Moi Siegfried, chevalier d'Asgard

Chapitre 1 : La terre d'Asgard

586 mots, Catégorie: K+

Dernière mise à jour 14/04/2020 23:10

Je n’avais que 10 ans quand j’ai découvert l’extrême nord d’Asgard, la « terre sacrée » comme nous l’appelons, avec ses côtes escarpées plongeant dans l’océan glacé. Arbres et rochers y sont perpétuellement couverts de neige, et le vent les attaque comme une lame de couteau.

A mesure que notre bateau s’approchait du port, où des marins couverts de gros manteaux s’activaient sous les rafales de neige, je me serrai de plus en plus contre ma mère, le visage mordu par le froid, sentant monter en moi une sourde angoisse. Ma mère, muette, essaya de me sourire pour me rassurer, sans y parvenir. Sur le quai était apparue une silhouette haute et puissante, drapée dans une épaisse fourrure noire, semblable à celle d’un ours. Malgré la distance, je devinai que c’était là l’homme qui nous avait ordonné de venir : le seigneur Sieghur de Dube. Mon père.


Jusqu’ici, j’avais vécu avec ma mère, héritière de l’un des grands blasons de l’Asgard, la vie d’enfant d’une aristocratie fidèle à la tradition et insensible à la modernité du monde. On m’enseignait la musique, la littérature, l’histoire. J’apprenais à monter à cheval et à manier l’épée, comme l’avaient fait tous mes ancêtres avant moi. Et surtout, je parcourais librement les steppes et les forêts pendant des heures, pendant des jours.

Lorsque j’atteignis ma 10ème année, mon père réclama notre présence auprès de lui, à l’extrême nord de la terre d’Asgard, où seule une poignée d’hommes vivent encore, dans un état quasi sauvage. Cet homme que je n’avais jamais vu bouleversa ma vie par une seule lettre. Il ordonnait à ma mère de le rejoindre sur-le-champ, et elle obéit sans un mot. Sans doute l’aimait-elle, ce fier viking dont je portais le nom, et peut-être au fond le craignait-elle aussi.
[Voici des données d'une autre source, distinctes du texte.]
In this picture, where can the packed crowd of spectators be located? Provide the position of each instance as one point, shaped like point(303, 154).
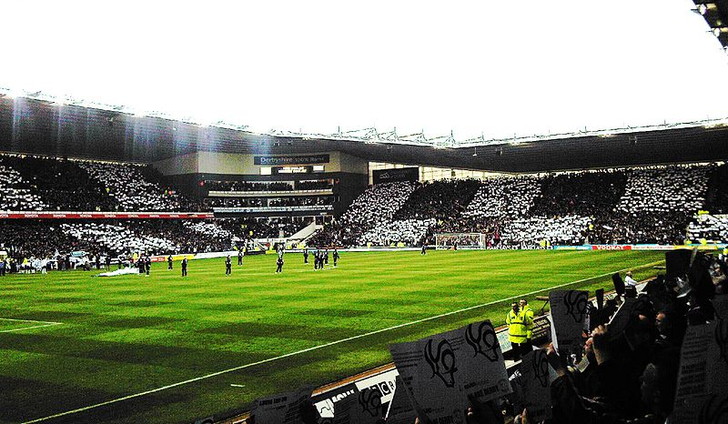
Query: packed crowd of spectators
point(504, 197)
point(265, 227)
point(60, 184)
point(56, 184)
point(586, 193)
point(374, 208)
point(669, 189)
point(127, 184)
point(407, 231)
point(438, 199)
point(636, 205)
point(528, 232)
point(16, 193)
point(712, 228)
point(650, 357)
point(261, 202)
point(247, 186)
point(214, 185)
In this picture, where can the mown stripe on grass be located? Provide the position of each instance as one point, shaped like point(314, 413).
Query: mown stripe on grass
point(314, 348)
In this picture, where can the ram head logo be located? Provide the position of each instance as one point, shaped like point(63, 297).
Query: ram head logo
point(442, 362)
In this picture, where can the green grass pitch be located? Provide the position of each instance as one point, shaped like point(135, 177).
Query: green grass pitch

Pour moi, à cette heure, je ne voyais qu’un enfer glacial où l’on enterrait mon enfance pour toujours.


L’entraînement

Jamais je n’ai su quel amour il portait à ma mère, mais avec moi il était dur et même brutal. Il mit toutes ses forces et sa passion dans un seul but : m’endurcir, encore et encore. Je dus apprendre à me battre contre lui, à l’épée, au javelot, au poing, souffrant de ses coups sous la morsure des vents du Nord. Je dus apprendre à me déplacer comme une ombre dans les immenses forêts glacées que la nuit recouvrait, aux heures où les redoutables meutes de loups sortent chasser. Apprendre à rester immobile, pour ressentir autour de moi le flux de la nature.

Je ne comprenais rien à tout cela. Qu’est-ce que je représentais pour lui ? Chaque soir, épuisé et meurtri, je pleurais sur ma couche, craignant déjà l’aube, le réveil sans ménagement et la journée de douleur qui viendrait s’ajouter à toutes les autres.

Je ne comptais plus rien, je ne savais plus depuis combien de mois, d’années j’étais arrivé sur cette terre inhospitalière, cette prison de glace, où la neige vous tombait dessus déjà cristallisée, rendue tranchante par le vent, et vous arrachait la peau. Je devenais fou, lentement, privé de volonté, mû seulement par l’autorité implacable de mon géniteur.